風に揺蕩う物語

その頃、シャロン達は民衆の群れに紛れながら移動していた。

「まさかここまで出し抜けるとは思っていなかったぜ。机上の空論も実際に目の前で起こると鳥肌ものだ」

軽く息を乱しながらも楽しそうに話すアスラ。体格の良いムーアがヒューゴを担ぎ、その横を並走するシャロン。その後ろには平服に身を包んだ仲間たちが後から続く。

これがシャロンの考えた策だった。

奇策と愚策は紙一重です。効果的に事を進めるのであれば、どちらも用いるのが良策となります…。

出し抜くという観点で言えば奇策が必要になり、見破ってもらうという観点では愚策を用いる。騎馬の強行突破は出来うる可能性の高い強硬策ではある。

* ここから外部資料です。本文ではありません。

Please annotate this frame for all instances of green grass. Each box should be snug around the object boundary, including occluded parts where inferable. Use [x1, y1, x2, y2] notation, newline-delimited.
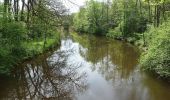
[23, 38, 59, 57]
[0, 36, 60, 75]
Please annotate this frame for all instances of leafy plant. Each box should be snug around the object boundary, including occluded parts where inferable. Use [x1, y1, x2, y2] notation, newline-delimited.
[140, 21, 170, 78]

だが頭の切れる策士なら一目で見破られ、対策を練られる。

だからこそ囮の愚策を用意するのだ。

騎馬隊での強行突破で煙玉を使用したのは騎乗していない事を悟らせないため。決して騎馬の存在を隠す事ではない。

途中でそれに気づいた所でもう遅いのだ。その時には何万人という人の中に隠れ、人知れずその場から消えればそれで策は成立してしまう。

もはやエストールの騎士達が探さなくてはいけない対象は、百人程度ではなく万の人間なのだ。

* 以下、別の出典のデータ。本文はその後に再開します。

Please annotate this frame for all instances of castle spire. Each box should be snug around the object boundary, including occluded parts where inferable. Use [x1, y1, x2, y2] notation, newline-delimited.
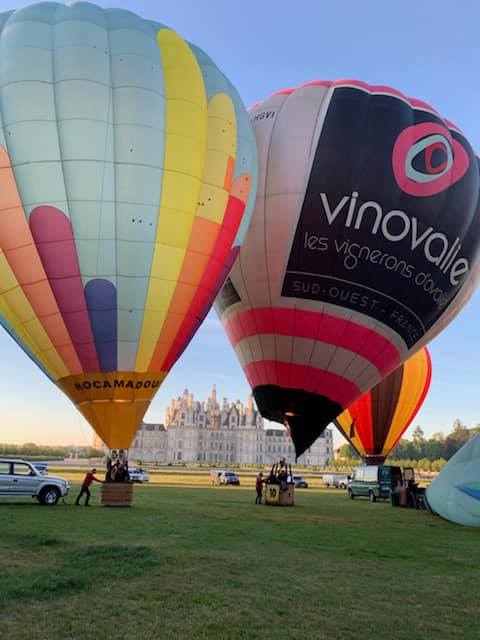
[210, 384, 217, 408]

「ですが騎馬には申し訳ないことをしてしまいました。それに国民にも犠牲者を出してしまったかもしれません」

「それはしょうがないんじゃないか?これはある意味、戦と変わりない事だ。多少の犠牲は覚悟の上で初めからやっていた事だしな」

「そういう事さシャロンちゃん。ヒューゴを助けるために俺たちは騎士を捨てたんだ…恨まれても悔いはないよ」

心に残っていた小さなシコリを二人の騎士が助ける。犠牲を出さずに済む次元の話ではないのだ。

国王の意向に逆らうのだから。

綺麗事だけでは済まない…。

この危機を乗り越えても、先に待つのは蛇の道だけ。

それでも実行するだけの理由がシャロンにはあり、この場に居る者たちにはあった。見て見ぬ振りができない不器用な人間達がここにはいた。